Ao lado da construção de políticas públicas, Caldas recorda que também foi construído, com sua participação, o Foro de Participación Social, um espaço de diálogo com organizações da sociedade civil. “A experiência do Brasil é referência no mundo em espaços de participação social. Foi nesse sentido que criamos, mas com a compreensão também de que, em nossos cursos de capacitação de construção de políticas públicas com Estados, há um princípio transversal na aplicação de políticas públicas, com enfoque em direitos humanos. De forma que a gente construa no Mercosul políticas públicas com esses fundamentos de participação social”, aponta.
Diante da esfinge: o fator Milei
Poucos dias antes da notícia da nomeação para o cargo, a Argentina vivia um impasse histórico, que certamente seguirá se arrastando. A balotage (segundo turno) opôs o peronista moderado Sergio Massa, ministro da economia de Fernández, que não conseguiu superar a crise deixada pelo neoliberal Mauricio Macri, contra o neofascista, intitulado libertário, Javier Milei, lançando mão de discursos na contramão da atual realidade do país.
Milei esbravejava contra a China, o Brasil, o Brics. Já nos seus primeiros toques na bola do novo governo, sinalizou endurecimento contra protestos, em um país de forte organização sindical. Ou seja, Caldas assume em um momento difícil, mas defende que há um patamar de políticas que não se derruba tão facilmente.

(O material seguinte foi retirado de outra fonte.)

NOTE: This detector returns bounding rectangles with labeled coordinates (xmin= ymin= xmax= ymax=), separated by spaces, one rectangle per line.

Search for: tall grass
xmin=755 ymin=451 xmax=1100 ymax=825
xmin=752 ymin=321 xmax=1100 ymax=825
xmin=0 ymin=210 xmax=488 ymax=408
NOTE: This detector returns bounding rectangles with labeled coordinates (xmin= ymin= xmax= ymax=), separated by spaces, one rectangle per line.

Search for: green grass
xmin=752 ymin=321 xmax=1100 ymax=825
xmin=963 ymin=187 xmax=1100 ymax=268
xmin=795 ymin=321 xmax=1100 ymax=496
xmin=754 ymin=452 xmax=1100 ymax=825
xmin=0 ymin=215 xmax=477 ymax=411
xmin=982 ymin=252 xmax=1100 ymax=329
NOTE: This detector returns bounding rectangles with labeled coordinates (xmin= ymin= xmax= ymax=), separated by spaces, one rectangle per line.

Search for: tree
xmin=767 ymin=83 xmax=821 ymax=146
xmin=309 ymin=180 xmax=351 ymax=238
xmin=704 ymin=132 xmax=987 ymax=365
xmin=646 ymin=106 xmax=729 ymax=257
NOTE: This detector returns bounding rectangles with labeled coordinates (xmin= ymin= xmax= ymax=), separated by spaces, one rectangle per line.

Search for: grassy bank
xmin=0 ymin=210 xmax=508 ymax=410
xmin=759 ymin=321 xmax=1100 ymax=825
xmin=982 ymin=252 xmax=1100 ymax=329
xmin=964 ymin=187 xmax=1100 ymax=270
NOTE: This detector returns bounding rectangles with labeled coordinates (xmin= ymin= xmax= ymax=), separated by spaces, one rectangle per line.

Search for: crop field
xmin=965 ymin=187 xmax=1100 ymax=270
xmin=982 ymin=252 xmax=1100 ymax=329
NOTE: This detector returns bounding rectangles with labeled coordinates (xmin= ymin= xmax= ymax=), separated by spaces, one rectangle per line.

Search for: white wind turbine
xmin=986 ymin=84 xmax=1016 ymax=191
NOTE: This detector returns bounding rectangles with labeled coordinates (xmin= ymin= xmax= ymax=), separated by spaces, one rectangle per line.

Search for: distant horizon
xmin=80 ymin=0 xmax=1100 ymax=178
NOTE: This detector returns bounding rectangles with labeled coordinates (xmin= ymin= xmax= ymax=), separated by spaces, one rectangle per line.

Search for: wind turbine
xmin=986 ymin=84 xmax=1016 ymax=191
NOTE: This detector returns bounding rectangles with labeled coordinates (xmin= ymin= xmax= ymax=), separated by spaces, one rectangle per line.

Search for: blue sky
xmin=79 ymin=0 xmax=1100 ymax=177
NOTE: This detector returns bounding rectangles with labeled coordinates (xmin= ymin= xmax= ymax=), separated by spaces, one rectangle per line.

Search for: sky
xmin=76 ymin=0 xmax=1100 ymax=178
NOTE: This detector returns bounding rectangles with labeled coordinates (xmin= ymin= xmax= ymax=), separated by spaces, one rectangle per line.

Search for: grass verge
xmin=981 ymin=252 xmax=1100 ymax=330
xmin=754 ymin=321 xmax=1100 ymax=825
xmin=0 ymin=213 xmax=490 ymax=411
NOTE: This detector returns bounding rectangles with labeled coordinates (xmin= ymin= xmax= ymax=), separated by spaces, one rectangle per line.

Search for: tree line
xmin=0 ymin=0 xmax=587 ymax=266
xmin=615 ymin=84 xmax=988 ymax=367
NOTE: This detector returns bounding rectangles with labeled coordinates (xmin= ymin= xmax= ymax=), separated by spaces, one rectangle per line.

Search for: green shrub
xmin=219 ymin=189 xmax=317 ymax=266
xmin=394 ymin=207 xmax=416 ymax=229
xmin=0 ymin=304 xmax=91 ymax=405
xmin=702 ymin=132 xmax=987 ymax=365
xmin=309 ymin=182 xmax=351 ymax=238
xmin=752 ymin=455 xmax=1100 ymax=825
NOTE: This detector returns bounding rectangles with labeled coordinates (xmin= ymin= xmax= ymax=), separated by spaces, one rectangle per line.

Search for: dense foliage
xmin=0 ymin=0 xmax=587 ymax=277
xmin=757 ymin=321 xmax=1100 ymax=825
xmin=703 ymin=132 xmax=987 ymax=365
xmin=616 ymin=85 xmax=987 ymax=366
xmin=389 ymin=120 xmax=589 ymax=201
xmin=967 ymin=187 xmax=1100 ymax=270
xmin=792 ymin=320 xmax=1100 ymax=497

“É cedo para avaliar como será a interlocução com o governo da Argentina, mas há uma dissonância entre o que se propaga e o que acaba sendo realizado, quando uma força política assume esses governos, é importante resgatar e reforçar compromissos comerciais e contratuais assinados”, avalia.
Referência nas políticas públicas, memória e justiça
Andressa ressalta que a Argentina é referência nas políticas de memória e justiça, bem como em políticas públicas direcionadas à população idosa e também na séria questão migratória. “Mundialmente, por exemplo, o país foi construtor de instâncias, com grupo de trabalho da Organização das Nações Unidas (ONU) sobre desaparecimentos forçados, fruto da mobilização na Argentina”, afirma.
“Anti-Operação Condor”
No fundo, no resumo da defensora de direitos humanos, o Instituto cumpre papel de contraposição ao que os povos de Nuestra America conhecem e já não querem: operações de inteligência como Condor, na qual o governo dos EUA coordenou e articulou as ditaduras em Nuestra America nos anos 60 e 70, é experiência que recebe crítica e aponta a necessidade de construção da integração entre os povos. “O Instituto foi criado com uma ideia forte de ‘anti-condor’, as máximas autoridades usaram essa ideia símbolo”, sintetiza.
A visão sobre nosso continente é no marco da integração dos povos, que vai dos sonhos de Eduardo Galeano, passando por Domitila Chungara, e tantos outros escritores, lutadores e lutadoras do povo. “Cada vez mais o continente não pode ser considerado de exportação de bens primários e recursos, neste sentido, também olhar o que tem construído do ponto de vista de políticas públicas, sociais, migratórias, de mobilidade humana, das pessoas idosas. A Colômbia é referência nas experiências interessantes de combate à discriminação de áreas quilombolas. Envolve uma correlação de forças, mas devemos olhar para o Mercosul de forma que não somos uma região formada por republiquetas", defende.
Por enquanto, Andressa Caldas finaliza a conversa com um objetivo que segue sendo central - e oxalá fortalecida no próximo ano: "Que a região seja de livre circulação de pessoas, não só das mercadorias".
O que é? Instituto de Políticas Públicas em Direitos Humanos do Mercosul
O IPPDH, criado em 2009, tem como missão apoiar os países do bloco no desenho e na implementação de suas políticas de direitos humanos. O Instituto também apoia as reuniões de autoridades do Mercosul sobre direitos humanos, afrodescendentes, povos indígenas e gênero.